UNLIKE some other countries, Britain doesn’t do national referendums very often. In fact, the last one was 36 years ago.
I remember it clearly. Partly because I felt passionately about the issue involved. Partly because it was the cause of one of the few fallings-out I had with my girlfriend of the time.
The question we were asked on June 5, 1975 was: “Do you think the UK should stay in the European Community (Common Market)?”
I say “we”, but actually I wasn’t asked. Not officially. My girlfriend was, though.
That was because she turned 18 just in time to vote, while I missed out by a few weeks.
She voted “no”. I would have voted “yes” – as I probably would now, though perhaps with greater reservations, if the same question were to be asked again.
In the event, I needn’t have worried. The Yes campaign triumphed by a whacking two-to-one majority.
It did so largely thanks to the support of the opposition Conservative Party under its new leader Margaret Thatcher. Which seems a tad ironic when you consider how much the Tories have beaten themselves up over Europe almost ever since.

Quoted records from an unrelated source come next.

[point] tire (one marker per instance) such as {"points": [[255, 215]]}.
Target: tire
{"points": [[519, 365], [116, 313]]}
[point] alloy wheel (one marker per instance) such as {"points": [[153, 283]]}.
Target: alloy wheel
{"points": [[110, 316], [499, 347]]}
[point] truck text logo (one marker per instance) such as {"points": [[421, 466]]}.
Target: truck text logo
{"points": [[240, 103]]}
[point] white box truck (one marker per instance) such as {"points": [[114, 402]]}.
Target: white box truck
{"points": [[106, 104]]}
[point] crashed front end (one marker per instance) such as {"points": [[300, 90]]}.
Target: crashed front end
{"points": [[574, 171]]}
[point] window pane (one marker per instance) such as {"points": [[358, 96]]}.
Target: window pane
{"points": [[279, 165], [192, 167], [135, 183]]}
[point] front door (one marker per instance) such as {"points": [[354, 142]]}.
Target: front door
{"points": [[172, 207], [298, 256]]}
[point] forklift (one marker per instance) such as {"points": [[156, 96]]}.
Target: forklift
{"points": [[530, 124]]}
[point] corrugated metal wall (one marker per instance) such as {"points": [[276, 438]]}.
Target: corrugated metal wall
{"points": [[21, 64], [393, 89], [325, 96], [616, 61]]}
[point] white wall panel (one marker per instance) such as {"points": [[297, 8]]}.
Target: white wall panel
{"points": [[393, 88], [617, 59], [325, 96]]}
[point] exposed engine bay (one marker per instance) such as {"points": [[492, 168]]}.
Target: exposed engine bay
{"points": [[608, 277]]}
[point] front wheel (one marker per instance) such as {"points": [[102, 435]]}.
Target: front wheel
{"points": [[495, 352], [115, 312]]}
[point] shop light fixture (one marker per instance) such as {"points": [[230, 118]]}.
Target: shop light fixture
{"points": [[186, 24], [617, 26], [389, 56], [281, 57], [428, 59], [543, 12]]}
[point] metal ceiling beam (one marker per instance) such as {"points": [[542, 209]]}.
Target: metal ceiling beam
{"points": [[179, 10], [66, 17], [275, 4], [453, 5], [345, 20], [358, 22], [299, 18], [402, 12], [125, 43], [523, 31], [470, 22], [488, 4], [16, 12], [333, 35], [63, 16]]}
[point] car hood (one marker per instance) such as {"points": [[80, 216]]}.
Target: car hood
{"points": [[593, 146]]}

The ruling Labour Party remained officially neutral, with most of its top brass on the Yes side despite a big conference majority the other way.
The most senior politician in the No camp was industry secretary Tony Benn, while the only national newspaper to urge a No vote was the Communist Morning Star.
Nearly 26million people cast a vote – 65 per cent of all those eligible (the same as in last year’s general election). If next Thursday’s referendum gets a turn-out half that size I’ll be surprised.
Yet the result could be just as significant for Britain’s future. In theory, at least.
If a majority votes Yes to a switch to the alternative vote, it will change the system used in all future elections. And could, therefore, change the outcome.
So how come the whole business seems such a turn-off? How come it hasn’t raised temperatures in the street the way the Common Market did in 1975?
Partly, it’s because we’re being asked the wrong question. And partly because the people running both the Yes and No campaigns seem to think we’re all half-witted.
There may be a good argument in favour of voting No. But I haven’t heard it. And it certainly isn’t in the glossy purple-and-sicky-green leaflet that dropped through my door the other day.
Its main argument seems to be that you and I shouldn’t have AV because we’re all far too thick to understand it.
Whereas it seems to me that it’s the campaign leaders themselves who are thick.
They say: “The winner should be the one that comes first.” Yet they don’t seem to have noticed how often that isn’t the case with the present system.
At present, Glenda Jackson’s Labour majority of 42 in Hampstead is worth as much as the 13,050 majority Matthew Hancock gained for the Conservatives in West Suffolk.
While the Tories govern the country after gaining little more than a third of the votes cast at the election – as, indeed, did Labour before them.
Under the present system, the government is effectively chosen by a few thousand floating voters in a handful of marginal consistuencies.
And this is supposed to be fair?
Amusingly enough, David Cameron himself was elected to the Tory leadership under a version of AV similar to the one France uses to choose its president.
If the ballot had been a straightforward first-past-the-post one, David Davis would now be prime minister. Or, perhaps, leader of the opposition.
So it’s a bit rich that Cameron should want to deny the rest of us the benefit of the system that got him where he is today.
The leaflet put out by the Yes campaign is far cheaper and shabbier (guess where the money is – just as the Tories had all the big shiny posters last year). Which may be a point in its favour.
Unfortunately, the arguments in it are if anything even stupider than those for the Noes.
A Yes vote won’t make all MPs work hard. It won’t end MPs’ jobs for life. And it won’t give us all a stronger voice, whatever Ralph in East Sussex may say about all the men in his family fighting in both world wars.
It will make the system fairer. Slightly.
It will give some people a sense that their votes aren’t wasted – as mine is always likely to be in a constituency that would elect a fish if it wore a blue rosette.
But it will also represent a sadly wasted opportunity.
Our allegedly democratic system desperately needs reform. Real reform, not petty tinkering.
Proper proportional representation, not a continuation of the Westminster village of one-constituency, one-MP.
I shall vote “Yes”, on the principle that a little shuffle in vaguely the right direction may be better than no move at all.
But I’ll do it without the passion I’d have voted with – if I’d been a few weeks older – in 1975.